#CEXvsDEX101 Centralized (CEX) and decentralized (DEX) exchanges have their pros and cons, and the choice depends on the trader's priorities.

Advantages of centralized exchanges (CEX):

Ease of use and a user-friendly interface for beginners.

Wide functionality: margin trading, stop-losses, various payment methods.

Availability of customer support and the possibility of account recovery through verification.

High liquidity and fast transactions.

Cons of CEX:

Registration and KYC are required, which reduces anonymity.

User funds are stored on the exchange, which creates a risk of loss during hacks or fraud.

Account blocks and access restrictions are possible by the exchange or regulators' decision.

Advantages of decentralized exchanges (DEX):

Full control over your funds — assets are stored in the user's wallet, not on the exchange.

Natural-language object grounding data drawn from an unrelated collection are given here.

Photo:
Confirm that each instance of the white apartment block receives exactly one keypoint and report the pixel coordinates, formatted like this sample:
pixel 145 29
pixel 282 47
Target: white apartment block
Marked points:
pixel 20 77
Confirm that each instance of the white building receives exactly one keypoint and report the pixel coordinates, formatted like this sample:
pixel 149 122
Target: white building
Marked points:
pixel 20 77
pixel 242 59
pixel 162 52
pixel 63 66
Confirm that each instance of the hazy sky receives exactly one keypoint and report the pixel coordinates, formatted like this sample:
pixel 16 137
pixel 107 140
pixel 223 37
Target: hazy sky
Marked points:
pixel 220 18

Anonymity and no need for registration and KYC.

Lack of intermediaries and minimization of manipulation and intervention risks.

Higher security against hacking attacks due to a distributed structure.

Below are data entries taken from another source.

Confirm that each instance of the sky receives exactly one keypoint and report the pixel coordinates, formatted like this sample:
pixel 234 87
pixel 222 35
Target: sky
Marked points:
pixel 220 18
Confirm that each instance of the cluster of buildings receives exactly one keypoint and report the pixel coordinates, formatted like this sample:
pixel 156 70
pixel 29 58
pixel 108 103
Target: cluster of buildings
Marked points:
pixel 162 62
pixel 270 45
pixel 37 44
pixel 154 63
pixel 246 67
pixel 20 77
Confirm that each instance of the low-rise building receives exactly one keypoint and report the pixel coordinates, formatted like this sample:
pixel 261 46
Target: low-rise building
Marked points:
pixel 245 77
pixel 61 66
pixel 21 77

Ability to trade unquoted tokens that are not available on CEX.

Cons of DEX:

Limited functionality (no margin trading, stop-losses, etc.).

Low liquidity and possible slippage during large trades.

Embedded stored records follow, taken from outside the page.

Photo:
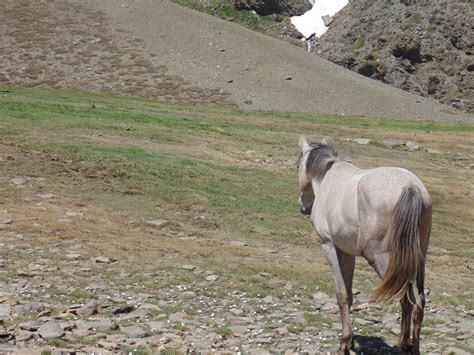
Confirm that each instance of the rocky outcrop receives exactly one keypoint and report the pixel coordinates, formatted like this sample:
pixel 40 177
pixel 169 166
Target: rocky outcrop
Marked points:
pixel 269 7
pixel 425 47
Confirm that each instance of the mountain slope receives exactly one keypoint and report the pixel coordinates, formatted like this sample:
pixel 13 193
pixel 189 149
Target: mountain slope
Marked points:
pixel 425 47
pixel 256 69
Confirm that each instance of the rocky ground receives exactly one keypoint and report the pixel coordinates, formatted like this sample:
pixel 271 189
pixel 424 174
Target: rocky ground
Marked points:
pixel 140 48
pixel 57 293
pixel 425 47
pixel 78 276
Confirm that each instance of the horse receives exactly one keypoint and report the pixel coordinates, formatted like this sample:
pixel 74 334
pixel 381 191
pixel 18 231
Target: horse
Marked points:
pixel 382 214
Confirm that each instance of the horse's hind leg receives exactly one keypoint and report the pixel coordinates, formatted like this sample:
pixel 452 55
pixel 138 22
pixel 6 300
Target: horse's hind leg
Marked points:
pixel 407 309
pixel 418 311
pixel 342 267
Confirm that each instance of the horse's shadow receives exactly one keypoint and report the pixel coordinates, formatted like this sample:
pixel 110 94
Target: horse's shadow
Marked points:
pixel 373 345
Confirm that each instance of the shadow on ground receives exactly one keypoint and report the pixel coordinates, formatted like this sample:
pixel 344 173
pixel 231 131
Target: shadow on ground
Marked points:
pixel 373 345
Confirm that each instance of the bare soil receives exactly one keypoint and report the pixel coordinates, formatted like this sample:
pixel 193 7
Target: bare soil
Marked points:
pixel 162 50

Difficulty for beginners and lack of customer support.

Network fees can be high during blockchain congestion.

Risks due to errors in smart contracts and inability to cancel erroneous transactions.

Conclusion:

If simplicity, wide functionality, and high liquidity are important — centralized exchanges are better. If priority is security, anonymity, and control over funds — decentralized exchanges are preferable. Many traders use both types depending on their tasks.